Omnichannel commerce | Marketing
Six Loyalty Killers...
October 09, 2015
If you've heard it once, you've heard it a thousand times: It's cheaper to keep a customer than it is to obtain a new one. But according to Naomi Kasolowsky, global capability managing director at consultancy dunnhumby, too many businesses engage in at least one of the six behaviors she dubs "loyalty killers."
In a white paper titled (you guessed it) "Loyalty Killers," Kasolowsky looks at six of the most common and how you can avoid them:
Insufficient information. People shopping online for a big-ticket item such as a sofa want to know more than how large it is and what color the upholstery is; since they can't try it out in a store, they especially need to know about its construction and how comfortable it is. People shopping in a store need to be able to quickly find the location of the products they're looking for. And regardless of venue or channel, shoppers need to understand return policies, special offers, and the like—not to mention what your company stands for and why they should make a repeat purchase from you rather than from your competitor.
"Help your customers think less about the decisions they have to make by actually making things simple and clearer. Simplifying and clarifying while retaining your brand identity means having clear principles about the strategy that underpins the customer experience," Kasolowsky writes. "Every sign, piece of literature, content, and call center script needs to be overlaid on top of the experience you wish every customer to have with you."
Needless barriers. Lack of knowledgeable staff on the shop floor. Interactive voice response systems that require callers to go through a 20-step programme before being put on hold. On-site search engines that don't take into consideration common typos or synonyms. We've all encountered them, and even if they didn't prevent us from completing a purchase, they certainly discouraged us from repeating the painful experience.
"Customers know whether you prioritise them by how easy and pleasant you allow your interactions to be," Kasolowsky notes. "If they feel forced to comply with your rigid systems and processes, rather than enabled to give you their money without undue friction, chances are they won't be back—and they'll try to save others their hassle by telling their friends and family to stay away, too.

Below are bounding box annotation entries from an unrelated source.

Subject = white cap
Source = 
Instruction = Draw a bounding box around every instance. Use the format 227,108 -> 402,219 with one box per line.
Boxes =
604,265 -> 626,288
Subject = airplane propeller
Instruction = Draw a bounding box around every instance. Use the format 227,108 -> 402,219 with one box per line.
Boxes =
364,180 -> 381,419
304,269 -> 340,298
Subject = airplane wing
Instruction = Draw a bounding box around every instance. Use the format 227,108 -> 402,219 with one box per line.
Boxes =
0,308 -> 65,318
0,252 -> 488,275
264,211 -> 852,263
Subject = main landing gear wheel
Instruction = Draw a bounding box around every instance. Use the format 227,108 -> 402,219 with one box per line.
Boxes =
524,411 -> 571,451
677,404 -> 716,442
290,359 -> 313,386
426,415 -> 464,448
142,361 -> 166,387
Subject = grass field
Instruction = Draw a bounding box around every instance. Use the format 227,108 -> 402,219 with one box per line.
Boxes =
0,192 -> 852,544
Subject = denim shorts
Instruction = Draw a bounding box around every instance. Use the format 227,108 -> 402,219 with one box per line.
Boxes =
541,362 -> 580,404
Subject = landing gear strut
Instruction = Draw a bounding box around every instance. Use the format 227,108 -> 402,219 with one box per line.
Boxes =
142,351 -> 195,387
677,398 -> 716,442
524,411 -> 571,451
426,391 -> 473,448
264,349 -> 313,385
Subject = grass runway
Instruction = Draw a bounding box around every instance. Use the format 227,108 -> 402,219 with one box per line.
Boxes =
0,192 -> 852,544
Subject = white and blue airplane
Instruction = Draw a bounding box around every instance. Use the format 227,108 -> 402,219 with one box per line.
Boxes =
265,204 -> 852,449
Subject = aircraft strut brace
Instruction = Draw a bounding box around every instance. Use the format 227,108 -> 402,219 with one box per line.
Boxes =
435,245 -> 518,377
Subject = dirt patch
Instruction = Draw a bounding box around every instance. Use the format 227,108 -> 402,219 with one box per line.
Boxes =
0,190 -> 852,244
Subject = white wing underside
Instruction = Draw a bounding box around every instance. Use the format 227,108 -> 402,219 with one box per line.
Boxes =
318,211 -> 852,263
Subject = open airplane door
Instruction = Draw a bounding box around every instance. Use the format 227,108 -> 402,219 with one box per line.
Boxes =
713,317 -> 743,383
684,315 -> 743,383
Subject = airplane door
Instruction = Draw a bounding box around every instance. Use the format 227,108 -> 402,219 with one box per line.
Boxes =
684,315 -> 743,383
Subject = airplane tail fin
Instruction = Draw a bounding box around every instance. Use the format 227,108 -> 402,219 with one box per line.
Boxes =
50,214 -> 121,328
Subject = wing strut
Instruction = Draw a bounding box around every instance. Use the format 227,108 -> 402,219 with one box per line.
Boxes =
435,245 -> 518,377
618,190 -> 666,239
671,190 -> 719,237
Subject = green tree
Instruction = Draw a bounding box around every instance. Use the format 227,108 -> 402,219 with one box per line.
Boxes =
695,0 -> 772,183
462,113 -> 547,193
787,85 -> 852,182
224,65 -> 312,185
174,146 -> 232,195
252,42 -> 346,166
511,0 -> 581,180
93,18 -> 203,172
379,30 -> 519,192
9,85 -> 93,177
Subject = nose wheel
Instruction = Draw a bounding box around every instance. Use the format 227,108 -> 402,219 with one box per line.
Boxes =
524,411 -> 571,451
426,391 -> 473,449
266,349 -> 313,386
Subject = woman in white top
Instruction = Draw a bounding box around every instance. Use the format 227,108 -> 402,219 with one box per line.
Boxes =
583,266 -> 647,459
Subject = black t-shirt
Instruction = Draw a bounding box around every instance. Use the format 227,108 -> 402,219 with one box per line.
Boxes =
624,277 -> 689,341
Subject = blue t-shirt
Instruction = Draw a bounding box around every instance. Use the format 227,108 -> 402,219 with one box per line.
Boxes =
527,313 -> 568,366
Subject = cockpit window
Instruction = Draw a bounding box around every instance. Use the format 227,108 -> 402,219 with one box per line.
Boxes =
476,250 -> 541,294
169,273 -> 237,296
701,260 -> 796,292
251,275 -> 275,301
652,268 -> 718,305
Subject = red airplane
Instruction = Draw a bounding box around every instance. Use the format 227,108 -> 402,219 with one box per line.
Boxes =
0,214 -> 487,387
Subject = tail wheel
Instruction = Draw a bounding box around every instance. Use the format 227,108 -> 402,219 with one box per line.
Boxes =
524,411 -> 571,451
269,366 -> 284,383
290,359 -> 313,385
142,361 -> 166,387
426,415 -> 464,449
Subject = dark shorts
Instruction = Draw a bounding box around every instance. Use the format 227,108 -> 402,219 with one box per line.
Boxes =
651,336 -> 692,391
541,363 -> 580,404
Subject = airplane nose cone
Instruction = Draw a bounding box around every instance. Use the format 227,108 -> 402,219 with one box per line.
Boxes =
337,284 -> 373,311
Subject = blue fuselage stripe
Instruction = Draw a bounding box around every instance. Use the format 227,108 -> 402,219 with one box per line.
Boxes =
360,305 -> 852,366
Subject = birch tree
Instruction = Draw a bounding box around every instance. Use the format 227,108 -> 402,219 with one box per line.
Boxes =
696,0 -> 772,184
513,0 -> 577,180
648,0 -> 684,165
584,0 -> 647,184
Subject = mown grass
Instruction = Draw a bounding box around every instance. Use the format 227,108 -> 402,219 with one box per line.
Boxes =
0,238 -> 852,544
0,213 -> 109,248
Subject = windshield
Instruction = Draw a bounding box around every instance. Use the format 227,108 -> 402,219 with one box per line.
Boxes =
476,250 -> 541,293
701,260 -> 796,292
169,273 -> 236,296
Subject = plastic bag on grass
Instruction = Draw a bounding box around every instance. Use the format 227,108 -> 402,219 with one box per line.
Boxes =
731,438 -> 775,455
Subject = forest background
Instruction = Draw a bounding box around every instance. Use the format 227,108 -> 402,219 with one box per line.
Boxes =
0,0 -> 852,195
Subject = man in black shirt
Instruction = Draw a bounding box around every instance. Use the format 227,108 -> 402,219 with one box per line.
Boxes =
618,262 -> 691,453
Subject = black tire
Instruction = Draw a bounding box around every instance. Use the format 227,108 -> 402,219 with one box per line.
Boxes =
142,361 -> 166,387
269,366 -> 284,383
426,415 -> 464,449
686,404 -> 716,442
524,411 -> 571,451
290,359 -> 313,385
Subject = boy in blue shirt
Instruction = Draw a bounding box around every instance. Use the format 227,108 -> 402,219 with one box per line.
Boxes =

Getting rid of products or brands—what Kasolowsky calls "delist dramas." Retailers can't continually offer the same products and services in perpetuity. But a retailer can be proactive when deciding to delist items. For instance, it could look through its shopper data (no doubt the same data that guided the decision to no longer stock the product) and contact loyal buyers of the item with the news. It could recommend similar products, in-store and online, and even offer to fulfil the item as a special order.
Public displays of disagreement. Unhappy employees make for unhappy customers. Nobody wants to hear workers griping on the shop floor while having an order rung up. If your staff aren't loyal to your company, your customers certainly won't be.
"Companies need to listen to their employees and give them the opportunity to vent their frustrations to management rather than in front of shoppers while engaging in [public displays of disagreement]—and get involved in the process of making things better for them and for customers," Kasolowsky contends.
What's more, "Big numbers, percentages, and obscure key performance indicators (KPIs) are tools that are often steering the ship. Our experience is that people respond better to small numbers—meaningful metrics that are relevant to their role and are accompanied with specific actions."
A lack of information about what customers want and why they frequent your business... or why they don't return. "Businesses must create a clear line of sight between what customers want (that which motivates their willingness to visit, to buy, to connect) and the experience you offer them," Kasolowsky writes. "The devil is in the detail, and it requires triangulation between what customers tell you is important and what they actually buy or do when they are researching, browsing, buying, and using their purchases."
A questionable value proposition. "Evidence suggests that whilst price is often on the mind of many customers, it tends to take the backseat if the overall value perception is strong," Kasolowsky says. Price-matching and special pricing for members of loyalty clubs can help you use pricing as a competitive advantage. At the same time, you don't want to rely too heavily on promotional activity: Frequent sales and discounting trains consumers to wait for deals while undermining the value of your offering.
Competing on price can have a scorched-earth effect for all involved; before deciding whether you can afford to lose margin by engaging in a price war—or whether you want to improve your margin rate by boosting prices—you need to analyse which product categories and which customer segments are most price sensitive. Emphasising the value of your goods and the superiority of your customer service and your brand can help price remain in the backseat where it belongs.